ZOOKEEPER TO TV STAR
Raised on a Tennessee farm, Hanna moved to Nashville at age 17, intent on becoming a zookeeper. "I thought it would be fun to be like Marlin Perkins and travel the world, although I had never left the state of Tennessee," he said. He started off cleaning cages and eventually became director of the zoo and aquarium in Columbus, Ohio, where he remains director emeritus.
The TV appearances began 27 years ago with a story on "Good Morning America" and continued with regular gigs on Letterman (26 years) and the recently ended "Larry King Live" (21 years). He also starred in the nationally syndicated "Jack Hanna's Animal Adventures." His current TV show, "Jack Hanna's Into the Wild," won an Emmy for Outstanding Children's Series.
ZOO'S WHO
Four years ago, Hanna began taking his show on the road. He likes to improvise. "No show is ever the same, I never know what I'm going to say," Hanna says.

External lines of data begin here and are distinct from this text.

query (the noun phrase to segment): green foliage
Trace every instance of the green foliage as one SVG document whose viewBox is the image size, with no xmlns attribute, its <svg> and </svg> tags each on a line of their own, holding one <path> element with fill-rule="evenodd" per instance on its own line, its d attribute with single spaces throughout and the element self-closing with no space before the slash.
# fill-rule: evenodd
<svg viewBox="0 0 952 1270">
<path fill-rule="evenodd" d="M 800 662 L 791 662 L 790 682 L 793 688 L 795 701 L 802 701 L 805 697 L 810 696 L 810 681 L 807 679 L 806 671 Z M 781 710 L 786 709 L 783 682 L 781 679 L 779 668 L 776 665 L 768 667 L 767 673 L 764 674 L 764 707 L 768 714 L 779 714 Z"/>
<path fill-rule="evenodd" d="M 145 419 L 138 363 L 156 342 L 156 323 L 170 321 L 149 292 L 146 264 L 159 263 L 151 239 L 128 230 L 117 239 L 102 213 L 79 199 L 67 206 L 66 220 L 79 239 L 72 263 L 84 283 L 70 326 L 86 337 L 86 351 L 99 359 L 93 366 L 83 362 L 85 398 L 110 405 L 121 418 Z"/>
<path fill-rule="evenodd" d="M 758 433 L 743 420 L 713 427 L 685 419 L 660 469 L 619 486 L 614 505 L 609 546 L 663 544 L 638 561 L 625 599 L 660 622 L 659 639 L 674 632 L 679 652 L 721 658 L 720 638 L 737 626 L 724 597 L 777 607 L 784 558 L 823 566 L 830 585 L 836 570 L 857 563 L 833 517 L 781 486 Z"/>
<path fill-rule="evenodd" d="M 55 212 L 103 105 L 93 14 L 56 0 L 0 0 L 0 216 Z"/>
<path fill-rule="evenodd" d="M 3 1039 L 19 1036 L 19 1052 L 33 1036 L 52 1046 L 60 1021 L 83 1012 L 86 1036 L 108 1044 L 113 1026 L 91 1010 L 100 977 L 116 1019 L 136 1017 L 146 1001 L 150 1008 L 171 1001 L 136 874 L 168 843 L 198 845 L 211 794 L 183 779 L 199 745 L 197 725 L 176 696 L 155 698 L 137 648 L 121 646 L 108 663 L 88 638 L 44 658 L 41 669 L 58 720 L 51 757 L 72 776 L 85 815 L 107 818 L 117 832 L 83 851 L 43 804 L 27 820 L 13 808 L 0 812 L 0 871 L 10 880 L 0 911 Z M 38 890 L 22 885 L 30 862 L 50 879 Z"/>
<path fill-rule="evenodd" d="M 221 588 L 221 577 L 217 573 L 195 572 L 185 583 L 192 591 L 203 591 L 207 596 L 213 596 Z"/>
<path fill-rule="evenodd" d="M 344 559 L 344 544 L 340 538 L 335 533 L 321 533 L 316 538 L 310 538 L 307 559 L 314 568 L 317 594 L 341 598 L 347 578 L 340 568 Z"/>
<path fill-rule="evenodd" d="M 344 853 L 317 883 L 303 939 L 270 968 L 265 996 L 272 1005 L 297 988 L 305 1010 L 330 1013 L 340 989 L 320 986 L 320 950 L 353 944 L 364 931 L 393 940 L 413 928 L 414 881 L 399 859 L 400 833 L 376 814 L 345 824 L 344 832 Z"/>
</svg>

He does follow a basic formula: After introducing two or three animals, he'll tell a story, relate "fun facts about animals" and show a video clip from travels in Africa or other far-flung places. He'll also sign autographs, take audience questions and may coax a cheetah - he calls it "the fastest land animal" - to purr into a microphone.
Hanna's staff said the show will feature between 15 and 20 animals, including baby cheetahs, a lynx and a member of the mongoose family called a palm civet. Also: a three-banded armadillo native to the American Southwest, four South American penguins, a kangaroo and possibly a warthog, said spokeswoman Erin Sites.
A DANGEROUS PROFESSION?
Hanna travels far and wide with his family, discovering new animals and cultures. Interviewed the day after he turned 64, he said, "I should be ready for retirement, but ... I love what I do."
Like his friend the late "Crocodile Hunter" Steve Irwin, Hanna has had run-ins with animals in the wild. "I've been bitten by an anaconda, and by a tree snake, in the neck," he said. He blames himself for these injuries. He added, "My first obligation is to the animals - if I get hurt, I don't care."
However, all the animals in his traveling show are from zoos, mainly from Hanna's home base at the Columbus Zoo and Aquarium, he said.
THE MENAGERIE IS THE MESSAGE
Hanna says he wants to educate audiences about wildlife conservation's impact on human life.
"I don't talk about the doom and gloom," he says. He adds, "They learn something without ever knowing it." Explains Hanna: "What happens to our resources and animals will eventually happen to human life."